Doch heel uw diepste Diepte, die 'k nog voel en eer steeds, wierd
Weer Deel des Eeuwgen Geestes, uit wiens Wijdte vreemd gevloden
Gij streekt ten Leven neder luchtig, torschend sterk uw nooden,
In donkre stonde weenend, arme, zacht soms, doch bestierd
Snel weer door 't krachtge van uw Zielswil hieft Ge u fier, lijk zwiert
Een twijg, door 't stormen neergezweept, op eens omhoog. 't Breed-looden
Noodlot, dat sloeg u - 't hief mij langzaam - heeft te rasch geboden
U, blind te wijken naar 't Oneindig-Eéne, laag omsneerd,
Tot dán, door 't kleine volk vaak: vroolijk leedt Gij tot de zoden
De zanden, vale, u dekten. Strak, diep-sterk als staal, gesierd
Heb 'k niet uw vroege groeve, die geen eering had van noode,
Neen, maar uw zielsdiepste Echtheid, Vriend, heb 'k levenslang gevierd.
| |
| |
| |
V.
Jacques' Ziel was als een kind, in 't Diepste zuiver, maar geboord
Had niet zijn Geest zich verder nog in 't Raadsel dan de lieden
Deên, die door 't vlot aanvaarden aller wanen, bleven vlieden
't Fijn weten van der dingen Wezen. Luchtig, vluchtig voort
Liep hij door 't lichtend scheemren van dit Aanzijn, lachend moord
En brand in leuke schertsing roepend, wen ik in hem wieden
Wilde al 't gewaande, onletterkundge leêge, schoon verrieden
Zijn daden, want zijn verzen, dat hij nooit zich had gestoord
Inwendig aan 't hem eens geleerde. Doch door 't woord versmoord
Lag eigen denken in zijn borst nog, schoon spontaan te spieden
Hij wist soms plotsling naar 't Al-hoogste, Al-schoonste. Maar breed zieden
Mijn forschre Geest, als knaap reeds, mocht door 't Eéne, dat mij spoort
En spoorde durend aan, te zoeken, neen, te vinden. Soort
Zoekt soort: 'k was langzaam-zwaar, doch hij liet alles vlug geschieden.
| |
| |
| |
VI.
Mijn Zijnswil luidde al toen 'k heel jong was: Wees steeds waar en hoog!
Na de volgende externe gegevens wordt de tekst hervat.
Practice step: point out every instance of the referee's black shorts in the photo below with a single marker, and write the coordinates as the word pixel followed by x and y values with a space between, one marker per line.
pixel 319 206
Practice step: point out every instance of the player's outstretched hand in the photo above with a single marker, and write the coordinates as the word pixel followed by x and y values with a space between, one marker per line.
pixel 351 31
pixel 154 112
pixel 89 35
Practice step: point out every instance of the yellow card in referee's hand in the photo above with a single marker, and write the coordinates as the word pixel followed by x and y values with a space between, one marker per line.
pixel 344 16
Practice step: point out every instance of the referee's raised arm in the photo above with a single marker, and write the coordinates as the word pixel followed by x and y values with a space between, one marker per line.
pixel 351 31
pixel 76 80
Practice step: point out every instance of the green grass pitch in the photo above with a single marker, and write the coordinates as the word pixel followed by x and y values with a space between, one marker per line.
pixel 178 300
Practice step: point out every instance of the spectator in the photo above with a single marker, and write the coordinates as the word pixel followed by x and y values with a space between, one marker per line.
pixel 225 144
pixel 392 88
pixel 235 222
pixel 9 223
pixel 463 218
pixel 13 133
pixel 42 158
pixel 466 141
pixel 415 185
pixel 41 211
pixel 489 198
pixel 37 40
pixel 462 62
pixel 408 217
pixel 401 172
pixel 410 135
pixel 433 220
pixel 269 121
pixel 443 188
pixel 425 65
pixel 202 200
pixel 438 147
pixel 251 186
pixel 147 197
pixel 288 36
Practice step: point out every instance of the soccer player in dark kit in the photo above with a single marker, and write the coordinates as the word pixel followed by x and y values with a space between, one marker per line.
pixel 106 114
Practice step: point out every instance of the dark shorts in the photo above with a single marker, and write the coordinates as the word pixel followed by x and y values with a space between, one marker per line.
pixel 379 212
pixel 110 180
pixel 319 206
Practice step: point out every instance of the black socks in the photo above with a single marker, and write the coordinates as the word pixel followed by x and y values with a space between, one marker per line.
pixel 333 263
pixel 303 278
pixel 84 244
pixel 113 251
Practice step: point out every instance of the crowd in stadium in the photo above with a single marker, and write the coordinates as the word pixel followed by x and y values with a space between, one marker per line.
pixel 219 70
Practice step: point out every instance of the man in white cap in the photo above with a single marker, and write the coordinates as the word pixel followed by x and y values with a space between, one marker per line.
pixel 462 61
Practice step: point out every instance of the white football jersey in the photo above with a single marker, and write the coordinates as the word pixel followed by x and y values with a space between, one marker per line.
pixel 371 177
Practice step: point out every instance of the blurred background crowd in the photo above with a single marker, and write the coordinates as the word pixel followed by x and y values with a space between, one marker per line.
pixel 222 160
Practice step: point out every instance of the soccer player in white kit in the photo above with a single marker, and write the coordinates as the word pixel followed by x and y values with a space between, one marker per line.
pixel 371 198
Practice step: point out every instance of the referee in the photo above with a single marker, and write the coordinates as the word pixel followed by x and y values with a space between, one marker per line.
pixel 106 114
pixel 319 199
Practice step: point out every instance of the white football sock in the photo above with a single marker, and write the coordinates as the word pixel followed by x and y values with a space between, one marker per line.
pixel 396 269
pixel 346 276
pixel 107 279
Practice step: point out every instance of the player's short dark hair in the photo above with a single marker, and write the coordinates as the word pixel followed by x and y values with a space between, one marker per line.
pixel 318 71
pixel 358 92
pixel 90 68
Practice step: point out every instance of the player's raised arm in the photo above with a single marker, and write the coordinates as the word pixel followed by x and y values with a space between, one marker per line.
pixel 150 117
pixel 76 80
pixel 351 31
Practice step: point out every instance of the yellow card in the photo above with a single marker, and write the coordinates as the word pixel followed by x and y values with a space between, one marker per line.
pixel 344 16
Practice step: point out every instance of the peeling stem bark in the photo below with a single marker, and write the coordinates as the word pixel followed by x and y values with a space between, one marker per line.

Och, allen weken weerloos, weetloos eindlijk naar vreemd-wijden
Einder, schoon wij nog kalm hier toeven, tot we eens ook verglijden
In de Eendere Eente veilig, waar eens ieder bang voor boog.
Jacques, ik die dit toen voelde reeds, uit uw vroeg sterven toog,
In pijn oneindig-vredig, sinds Gij laagt in duldend lijden
Zóó jong, de heilge les, dat ieder zalig wordt, die scheiden
Gaat uit dit vreemde Schijnzijn droevig-jong. Niet veel nog woog
Uw weiflend voelen, dat soms zús wou, dan weer zóó, want breiden
Naar alle mooglijkheên zich bleef. Maar diep staêg begeleiden
Mijn Geest bleef de Uwe, die hoog leven altijd verder moog.
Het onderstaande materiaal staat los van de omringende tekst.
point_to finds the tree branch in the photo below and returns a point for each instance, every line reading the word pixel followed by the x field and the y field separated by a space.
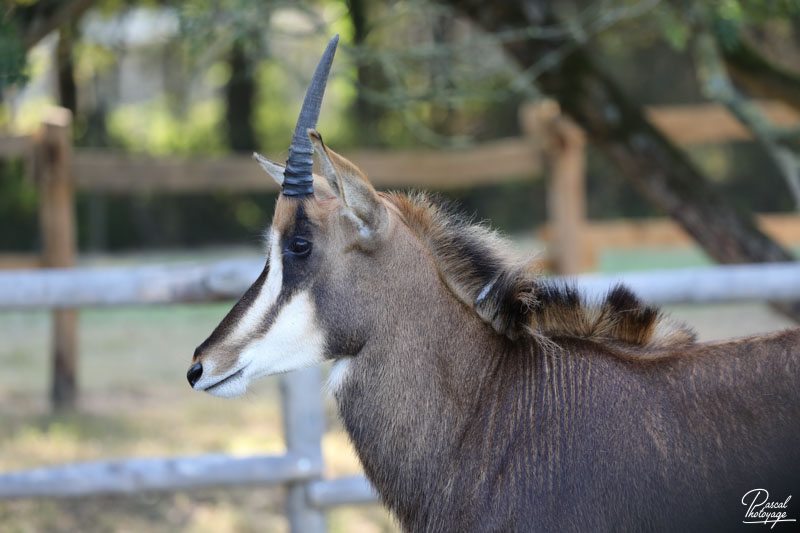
pixel 759 77
pixel 39 27
pixel 716 85
pixel 618 127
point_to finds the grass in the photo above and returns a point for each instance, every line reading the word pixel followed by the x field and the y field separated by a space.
pixel 135 402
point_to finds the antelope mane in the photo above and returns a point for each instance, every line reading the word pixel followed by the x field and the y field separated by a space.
pixel 507 292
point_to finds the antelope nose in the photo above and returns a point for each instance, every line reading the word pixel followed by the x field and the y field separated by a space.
pixel 194 373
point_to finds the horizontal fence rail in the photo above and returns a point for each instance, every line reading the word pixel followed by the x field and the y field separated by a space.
pixel 131 476
pixel 225 280
pixel 116 286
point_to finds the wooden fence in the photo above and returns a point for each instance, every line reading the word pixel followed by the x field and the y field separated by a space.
pixel 300 470
pixel 552 142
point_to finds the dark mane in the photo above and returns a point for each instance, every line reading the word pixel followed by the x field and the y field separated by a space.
pixel 479 267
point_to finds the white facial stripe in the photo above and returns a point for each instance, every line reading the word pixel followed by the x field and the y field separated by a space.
pixel 294 341
pixel 268 294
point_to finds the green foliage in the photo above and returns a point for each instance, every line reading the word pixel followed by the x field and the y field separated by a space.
pixel 155 128
pixel 12 55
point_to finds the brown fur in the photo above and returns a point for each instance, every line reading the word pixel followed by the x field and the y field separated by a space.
pixel 469 256
pixel 524 407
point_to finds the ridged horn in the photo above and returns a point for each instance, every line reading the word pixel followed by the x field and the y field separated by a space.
pixel 297 179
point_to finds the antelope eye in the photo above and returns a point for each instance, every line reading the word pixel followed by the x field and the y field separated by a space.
pixel 299 246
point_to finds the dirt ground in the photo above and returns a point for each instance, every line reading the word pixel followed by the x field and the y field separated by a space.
pixel 135 402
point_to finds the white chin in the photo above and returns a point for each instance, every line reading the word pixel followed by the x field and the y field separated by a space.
pixel 230 389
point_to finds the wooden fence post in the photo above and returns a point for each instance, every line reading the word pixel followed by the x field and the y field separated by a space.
pixel 304 425
pixel 564 145
pixel 57 220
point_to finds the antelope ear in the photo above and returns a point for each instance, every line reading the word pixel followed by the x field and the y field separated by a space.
pixel 273 169
pixel 361 202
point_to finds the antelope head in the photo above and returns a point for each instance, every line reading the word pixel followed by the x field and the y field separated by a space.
pixel 305 307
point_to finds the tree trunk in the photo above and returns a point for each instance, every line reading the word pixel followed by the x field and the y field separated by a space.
pixel 239 94
pixel 618 128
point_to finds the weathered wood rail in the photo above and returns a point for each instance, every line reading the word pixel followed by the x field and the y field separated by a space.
pixel 301 468
pixel 226 280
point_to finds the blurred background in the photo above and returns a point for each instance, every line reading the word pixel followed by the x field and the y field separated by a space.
pixel 608 136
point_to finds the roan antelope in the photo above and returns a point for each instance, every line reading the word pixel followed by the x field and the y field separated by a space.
pixel 480 397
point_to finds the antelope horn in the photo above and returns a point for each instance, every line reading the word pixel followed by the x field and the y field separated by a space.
pixel 297 176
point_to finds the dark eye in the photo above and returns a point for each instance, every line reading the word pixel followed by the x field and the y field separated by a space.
pixel 299 246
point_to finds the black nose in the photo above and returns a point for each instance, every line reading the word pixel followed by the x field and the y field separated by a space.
pixel 194 373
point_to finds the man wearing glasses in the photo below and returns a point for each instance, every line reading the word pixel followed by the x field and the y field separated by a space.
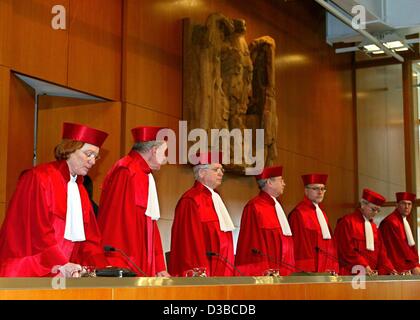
pixel 265 242
pixel 359 242
pixel 315 250
pixel 398 238
pixel 201 241
pixel 129 207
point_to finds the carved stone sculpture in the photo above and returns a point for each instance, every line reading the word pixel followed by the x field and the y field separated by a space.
pixel 229 84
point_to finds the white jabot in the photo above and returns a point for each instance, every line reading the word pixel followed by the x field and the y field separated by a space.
pixel 370 244
pixel 152 210
pixel 408 232
pixel 284 224
pixel 322 222
pixel 74 230
pixel 225 221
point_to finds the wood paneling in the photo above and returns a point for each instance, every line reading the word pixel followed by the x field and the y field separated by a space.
pixel 53 111
pixel 4 128
pixel 313 95
pixel 36 48
pixel 300 290
pixel 268 292
pixel 172 293
pixel 152 54
pixel 20 136
pixel 2 211
pixel 5 25
pixel 380 119
pixel 95 42
pixel 67 294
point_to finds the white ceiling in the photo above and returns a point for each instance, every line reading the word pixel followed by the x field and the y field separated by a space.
pixel 397 17
pixel 47 88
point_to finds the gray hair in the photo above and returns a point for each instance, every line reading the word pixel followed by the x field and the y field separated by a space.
pixel 261 183
pixel 197 168
pixel 146 146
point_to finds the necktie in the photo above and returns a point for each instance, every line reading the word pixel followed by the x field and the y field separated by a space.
pixel 322 222
pixel 74 230
pixel 284 224
pixel 225 222
pixel 152 210
pixel 370 244
pixel 408 232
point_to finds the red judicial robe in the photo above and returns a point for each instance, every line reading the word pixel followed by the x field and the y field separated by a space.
pixel 122 218
pixel 351 244
pixel 32 236
pixel 312 252
pixel 196 231
pixel 402 256
pixel 261 230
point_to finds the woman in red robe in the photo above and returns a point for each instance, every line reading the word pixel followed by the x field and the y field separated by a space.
pixel 50 225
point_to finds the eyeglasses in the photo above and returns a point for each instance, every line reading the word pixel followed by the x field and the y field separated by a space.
pixel 217 170
pixel 322 189
pixel 91 155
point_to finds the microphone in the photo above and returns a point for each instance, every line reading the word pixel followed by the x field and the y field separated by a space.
pixel 225 260
pixel 108 248
pixel 274 260
pixel 328 255
pixel 363 254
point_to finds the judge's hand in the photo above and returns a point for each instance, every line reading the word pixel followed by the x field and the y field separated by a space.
pixel 371 272
pixel 70 270
pixel 163 273
pixel 415 271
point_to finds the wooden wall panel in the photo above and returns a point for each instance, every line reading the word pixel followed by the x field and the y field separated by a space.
pixel 38 49
pixel 172 293
pixel 5 26
pixel 313 95
pixel 20 132
pixel 152 56
pixel 381 130
pixel 95 41
pixel 4 129
pixel 53 111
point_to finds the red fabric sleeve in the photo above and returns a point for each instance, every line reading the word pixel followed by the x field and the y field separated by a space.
pixel 27 240
pixel 188 249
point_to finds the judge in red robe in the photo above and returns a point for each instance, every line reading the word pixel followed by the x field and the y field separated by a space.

Streng ging 'k uw jonkheid eeren, schoon gij schertsend jolig-droog
Vondt alles doodloos-prachtig, waar 'k breed-ziende in lievend strijden
Diep-psychisch vast, eenvoudig-stil te velde tegen toog.
| |
| |
| |
VII.
O, steeds vereerde ik Jacques' herinnering: ik wist, geleên
Gelaten hád hij, zinkend weg op 't eind naar 't Ongeweetne,
Vredig als alle zuivren, stellend vóór zich 't Nooit-gemeetne,
Lijk menschen 't wanen. Och, ik sierde geenszins met geween
Zijn grootheid, die verloor zich, want heel stil weer heen
Week naar 't Oneindge, noch als diep-inwendig boos-verbeetne
Over vervlogen droomen voor de lettren, sloeg 'k in keetnen
Mijn indiepst peinzen, Hem verzwijgend. Neen, nóg dieper, één
Mij met zijn willen wetend, redde ik fier, als een versmeetne
Door 't dof nog voelend Holland, heel zijn werk, schoon eerst half ‘neen’
Vaag riepen sommgen tegen 't niet-begreepne. Maar ik meen
Altijd wat 'k doen moet, en zet dóór dan, schoon uit-een-gereetne
'k Vaak leek te worden door de lastring van weer snel vergeetnen.
Och, 'k zwoeg maar door en schrijf, tot 'k óók in 't Eeuwige verdween.